I consider the most significant research development in the field to be a better understanding of the molecular pathology of different neurodegenerative diseases that will lead to more specific tracers for PET.

■Going forward, what obstacles do you think research in the field is likely to encounter?

Imaging is costly and requires highly skilled staff to carry out image acquisition, processing, analysis and modeling with other relevant variables. This makes it expensive and this sometimes makes funding a research proposal unaffordable. It is the role of imaging researchers to articulate the advantages that imaging adds to research and how it is often the best way of answering a research question.

■ What advice would you give to someone considering a career in biomedical imaging?

You will be joining a multidisciplinary team conducting research that makes a difference to patients – what more could you want?

Financial & competing interests disclosure

A Murray has no relevant affiliations or financial involvement with any organization or entity with a financial interest in or financial conflict with the subject matter or materials discussed in the manuscript. This includes employment, consultancies, honoraria, stock ownership or options, expert testimony, grants or patents received or pending, or royalties.

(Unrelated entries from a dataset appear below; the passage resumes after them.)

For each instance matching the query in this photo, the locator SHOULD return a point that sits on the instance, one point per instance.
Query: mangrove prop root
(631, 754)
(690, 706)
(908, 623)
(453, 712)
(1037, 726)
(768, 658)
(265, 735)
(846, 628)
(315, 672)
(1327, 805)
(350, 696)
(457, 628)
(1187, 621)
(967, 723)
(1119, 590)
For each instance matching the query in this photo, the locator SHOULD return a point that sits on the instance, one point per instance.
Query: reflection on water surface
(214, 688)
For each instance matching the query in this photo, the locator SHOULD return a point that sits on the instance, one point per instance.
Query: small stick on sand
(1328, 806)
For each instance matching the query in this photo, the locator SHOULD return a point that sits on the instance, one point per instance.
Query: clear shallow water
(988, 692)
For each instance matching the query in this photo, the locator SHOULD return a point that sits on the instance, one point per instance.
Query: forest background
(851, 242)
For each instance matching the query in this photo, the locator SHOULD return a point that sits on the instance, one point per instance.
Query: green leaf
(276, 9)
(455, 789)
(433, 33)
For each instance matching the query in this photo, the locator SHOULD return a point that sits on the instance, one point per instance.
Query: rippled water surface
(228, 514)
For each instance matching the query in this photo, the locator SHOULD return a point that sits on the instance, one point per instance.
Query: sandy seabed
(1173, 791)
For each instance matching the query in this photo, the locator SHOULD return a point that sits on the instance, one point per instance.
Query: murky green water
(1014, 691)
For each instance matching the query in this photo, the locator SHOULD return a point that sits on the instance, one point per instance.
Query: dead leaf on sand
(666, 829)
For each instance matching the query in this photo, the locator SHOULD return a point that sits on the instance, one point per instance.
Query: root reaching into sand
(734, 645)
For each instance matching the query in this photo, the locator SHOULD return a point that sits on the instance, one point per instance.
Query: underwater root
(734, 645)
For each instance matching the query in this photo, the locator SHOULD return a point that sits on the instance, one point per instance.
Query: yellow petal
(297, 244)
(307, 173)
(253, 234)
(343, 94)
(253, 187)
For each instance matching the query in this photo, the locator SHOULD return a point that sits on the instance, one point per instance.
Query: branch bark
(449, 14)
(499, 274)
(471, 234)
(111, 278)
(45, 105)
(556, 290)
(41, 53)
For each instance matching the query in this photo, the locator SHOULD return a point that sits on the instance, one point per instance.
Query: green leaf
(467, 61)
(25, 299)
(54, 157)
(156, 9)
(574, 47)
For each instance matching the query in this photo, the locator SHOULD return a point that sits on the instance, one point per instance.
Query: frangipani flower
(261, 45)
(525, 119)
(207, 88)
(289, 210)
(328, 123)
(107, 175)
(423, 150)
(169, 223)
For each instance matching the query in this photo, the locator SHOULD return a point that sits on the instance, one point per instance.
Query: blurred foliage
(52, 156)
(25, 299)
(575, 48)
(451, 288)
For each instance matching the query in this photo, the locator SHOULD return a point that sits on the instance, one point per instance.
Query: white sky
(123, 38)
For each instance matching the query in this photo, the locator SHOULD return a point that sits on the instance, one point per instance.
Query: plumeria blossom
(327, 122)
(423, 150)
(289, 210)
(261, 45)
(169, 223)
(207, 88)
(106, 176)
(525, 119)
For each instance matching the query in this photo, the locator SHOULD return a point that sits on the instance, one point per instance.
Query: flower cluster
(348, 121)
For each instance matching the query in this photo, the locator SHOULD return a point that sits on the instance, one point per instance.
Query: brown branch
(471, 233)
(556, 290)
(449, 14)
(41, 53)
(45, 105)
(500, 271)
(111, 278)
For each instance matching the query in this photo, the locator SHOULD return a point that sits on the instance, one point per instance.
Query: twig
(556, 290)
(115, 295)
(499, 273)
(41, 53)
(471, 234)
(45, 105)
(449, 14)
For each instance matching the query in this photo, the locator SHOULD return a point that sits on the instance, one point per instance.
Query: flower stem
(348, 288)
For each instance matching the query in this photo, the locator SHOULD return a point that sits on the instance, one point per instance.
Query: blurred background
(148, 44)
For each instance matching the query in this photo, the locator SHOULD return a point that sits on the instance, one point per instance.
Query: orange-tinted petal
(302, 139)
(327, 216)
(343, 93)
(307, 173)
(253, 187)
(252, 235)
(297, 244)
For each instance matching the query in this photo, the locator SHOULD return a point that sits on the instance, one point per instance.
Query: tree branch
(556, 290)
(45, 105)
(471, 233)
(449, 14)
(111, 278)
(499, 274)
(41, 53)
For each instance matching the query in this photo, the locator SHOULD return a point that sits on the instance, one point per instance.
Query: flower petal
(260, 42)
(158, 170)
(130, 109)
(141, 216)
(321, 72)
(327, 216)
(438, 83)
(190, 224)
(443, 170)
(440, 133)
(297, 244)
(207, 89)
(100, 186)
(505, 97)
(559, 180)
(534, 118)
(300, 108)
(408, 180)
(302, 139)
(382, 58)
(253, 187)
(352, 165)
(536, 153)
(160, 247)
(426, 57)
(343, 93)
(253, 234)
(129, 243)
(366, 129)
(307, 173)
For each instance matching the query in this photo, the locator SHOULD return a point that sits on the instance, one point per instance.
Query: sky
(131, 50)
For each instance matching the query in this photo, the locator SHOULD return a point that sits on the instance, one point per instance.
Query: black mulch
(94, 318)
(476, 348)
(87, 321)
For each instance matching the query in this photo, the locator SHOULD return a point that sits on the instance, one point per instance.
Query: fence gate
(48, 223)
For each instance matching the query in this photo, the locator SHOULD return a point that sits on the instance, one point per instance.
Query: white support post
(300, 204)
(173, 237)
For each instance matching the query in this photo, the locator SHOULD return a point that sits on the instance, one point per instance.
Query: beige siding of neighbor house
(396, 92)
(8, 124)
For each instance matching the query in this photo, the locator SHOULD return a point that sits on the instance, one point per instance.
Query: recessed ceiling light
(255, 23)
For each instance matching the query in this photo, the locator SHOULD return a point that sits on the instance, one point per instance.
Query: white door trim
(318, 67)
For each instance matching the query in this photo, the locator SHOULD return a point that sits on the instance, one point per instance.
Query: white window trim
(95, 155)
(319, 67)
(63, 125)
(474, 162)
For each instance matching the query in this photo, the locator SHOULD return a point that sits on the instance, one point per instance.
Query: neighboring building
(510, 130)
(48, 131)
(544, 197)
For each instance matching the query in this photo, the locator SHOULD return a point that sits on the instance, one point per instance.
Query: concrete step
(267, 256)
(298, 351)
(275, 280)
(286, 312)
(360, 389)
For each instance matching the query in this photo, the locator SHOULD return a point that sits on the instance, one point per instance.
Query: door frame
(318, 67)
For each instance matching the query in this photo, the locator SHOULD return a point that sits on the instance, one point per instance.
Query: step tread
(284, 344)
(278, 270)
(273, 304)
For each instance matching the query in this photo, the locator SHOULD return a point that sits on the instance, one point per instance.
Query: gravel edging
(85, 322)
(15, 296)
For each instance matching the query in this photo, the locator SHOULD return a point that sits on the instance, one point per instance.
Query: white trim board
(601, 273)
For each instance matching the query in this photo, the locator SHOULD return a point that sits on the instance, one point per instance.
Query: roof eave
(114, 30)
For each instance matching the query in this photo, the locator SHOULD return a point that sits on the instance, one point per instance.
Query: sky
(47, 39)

No writing assistance was utilized in the production of this manuscript.

References

1. Leaper SA, Murray AD, Lemmon HA et al. Neuropsychologic correlates of brain white matter lesions depicted on MR images: 1921 Aberdeen Birth Cohort. Radiology 221(1), 51–55 (2001).
2. Deary IJ, Leaper SA, Murray AD et al. Cerebral white matter abnormalities and lifetime cognitive change: a 67-year follow-up of the Scottish Mental Survey of 1932. Psychol. Ageing 18(1), 140–148 (2003).
3. Staff RT, Murray AD, Deary IJ, Whalley LJ. What provides cerebral reserve? Brain 127(Pt 5), 1191–1199 (2004).
4. Murray AD, Staff RT, Shenkin SD, Deary IJ, Starr JM, Whalley LJ. Brain white matter hyperintensities: relative importance of vascular risk factors in nondemented elderly people. Radiology 237(1), 251–257 (2005).
5. Waiter GD, Fox HC, Murray AD et al. Is retaining the youthful functional anatomy underlying speed of information processing a signature of successful cognitive ageing? An event-related fMRI study of inspection time performance. Neuroimage 41(2), 581–595 (2008).
6. Murray AD, Staff RT, McNeil CJ et al. The balance between cognitive reserve and brain imaging biomarkers of cerebrovascular and Alzheimer’s diseases. Brain 134(Pt 12), 3687–3696 (2011).
7. Staff T, Murray AD, Ahearn TS, Mustafa N, Fox HC, Whalley LJ. Childhood socioeconomic status and adult brain size: childhood socioeconomic status influences adult hippocambal size. Ann. Neurol. 71(5), 653–660 (2012).